A spokesperson at the U.S. State Department told CBS News the department was aware of the reports, but could not offer any immediate confirmation.
Relations between the two countries have been steadily deteriorating. Earlier this month, Maduro accused the U.S. of working with local opposition groups to stage a coup that involved bombing the presidential palace. Washington called the accusation ludicrous.
Also on Saturday, Venezuela released four missionaries from North Dakota who were detained several days ago. They were banned from the country for two years.
Bruce Dick, lead pastor at Bethel Evangelical Free Church in Devils Lake, North Dakota, said the three men and one woman were released Saturday morning after being in custody since Wednesday.
Dick said the missionaries were taken from Ocumare de la Costa, a small coastal town where they have been working to establish a church, to the city of Maracay.

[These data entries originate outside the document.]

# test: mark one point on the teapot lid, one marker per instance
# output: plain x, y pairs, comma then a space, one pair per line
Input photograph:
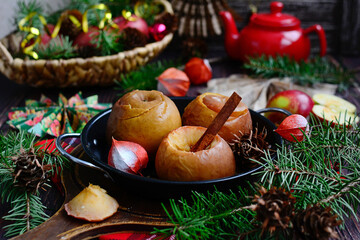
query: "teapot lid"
275, 18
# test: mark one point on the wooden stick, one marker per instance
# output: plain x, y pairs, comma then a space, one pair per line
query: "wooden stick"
217, 123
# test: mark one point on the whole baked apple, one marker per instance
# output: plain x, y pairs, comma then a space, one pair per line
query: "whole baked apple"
143, 117
295, 101
204, 108
174, 160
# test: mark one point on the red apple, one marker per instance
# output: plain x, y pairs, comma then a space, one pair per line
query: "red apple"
133, 22
334, 109
198, 70
295, 101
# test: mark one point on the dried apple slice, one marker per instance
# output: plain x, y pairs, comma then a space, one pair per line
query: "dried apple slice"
92, 204
334, 109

He said they were steadily questioned by authorities over the approximately three days, but couldn't say what they were questioned about.

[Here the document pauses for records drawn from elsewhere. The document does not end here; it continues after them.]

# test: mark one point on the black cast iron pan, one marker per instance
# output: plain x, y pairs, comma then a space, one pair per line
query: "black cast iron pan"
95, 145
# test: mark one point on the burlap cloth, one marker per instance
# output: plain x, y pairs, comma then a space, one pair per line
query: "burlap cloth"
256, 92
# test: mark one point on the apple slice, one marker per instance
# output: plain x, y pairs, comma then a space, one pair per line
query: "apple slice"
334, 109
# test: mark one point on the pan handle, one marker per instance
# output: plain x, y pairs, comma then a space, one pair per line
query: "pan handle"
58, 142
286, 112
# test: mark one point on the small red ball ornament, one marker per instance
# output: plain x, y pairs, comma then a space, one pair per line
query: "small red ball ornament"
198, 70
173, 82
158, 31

The missionaries were treated well, Dick said, adding that they were able to keep their cellphones and send text messages and make brief phone calls to loved ones.
"They didn't fear for their lives or anything, it was just question after question," he said.
Maduro said Saturday he will limit the number of U.S. diplomats allowed to work in Venezuela and also will require U.S. citizens to apply for visas if they want to visit.
The two countries have not exchanged ambassadors since 2010. Nonetheless, they have continued to exchange diplomatic staff. On Saturday, Maduro said the U.S. has far more officials in Venezuela than his socialist government has in the U.S.
"They have 100 diplomats and we have 17," Maduro said.
In an address that all Venezuelan television and radio stations were required to carry, Maduro addressed President Obama directly, saying he has "arrogantly" refused to engage in talks to resolve the issues between the two countries.
"I'm very sorry, Mr. President, that you have gone down this dead end," he said.
Maduro asked that the changes regulating diplomats be implemented immediately, within the limits of the Vienna Convention on Diplomatic Relations. Among other things, U.S. diplomats will be required to seek approval from the Foreign Ministry for meetings they conduct here.
Venezuela will also start charging tourists the same visa fees the U.S. charges Venezuelans. Maduro did not specify when the changes for tourist visas would take place.
Americans have been staying away from Venezuela as crime has soared, exchange rates have become difficult to navigate and Maduro has stepped up attacks on the U.S. government. Only 36,000 U.S. citizens visited in the first nine months of 2014, about half the number that visited two years earlier, according to Venezuela Tourism Ministry data. Overall, some 950,000 foreigners visited Venezuela last year.
The move could have a bigger impact on business travelers than holiday beach-goers. As one of the world's largest oil producers, Venezuela remains an important destination for executives, and the new restrictions could affect U.S. companies investing here.
Earlier in the day, Venezuelans took to the streets of Caracas in dueling demonstrations, with one group calling attention to a crackdown on government opponents and another showing support for the embattled socialist administration.
Government supporters marched to the presidential palace to commemorate the anniversary of a convulsion of violence in Caracas known as the "Caracazo."
In 1989, police fired indiscriminately on people demonstrating against austerity measures, killing hundreds. The event is widely seen by government backers as evidence of the brutality of the administrations that preceded the revolutionary government launched 16 years ago by the late President Hugo Chavez.
Opposition activists, meanwhile, gathered to denounce the Feb. 19 arrest of Caracas Mayor Antonio Ledezma and the death on Tuesday of a teenager who was shot during an anti-government protest.
The protesters demanded that authorities release Ledezma, who is being held on charges of conspiring in what Maduro has called a U.S.-backed coup plot.
As evidence against Ledezma, Maduro's administration pointed to the mayor's signature on an opposition document calling for a "national transition." On Saturday, opposition leaders urged Caracas residents to sign the document, saying the government can't arrest the whole city.
The administration has opened cases against 33 of the country's 50 opposition mayors, according to the Venezuelan Mayors Association.
In San Cristobal, where the 14-year-old was fatally shot this week during an anti-government protest, thousands of people massed in the streets of the Andean town known for sparking the country's protest movements. Hard-line opposition leader Maria Corina Machado was among the marchers wearing T-shirts printed with an image of the slain boy's face.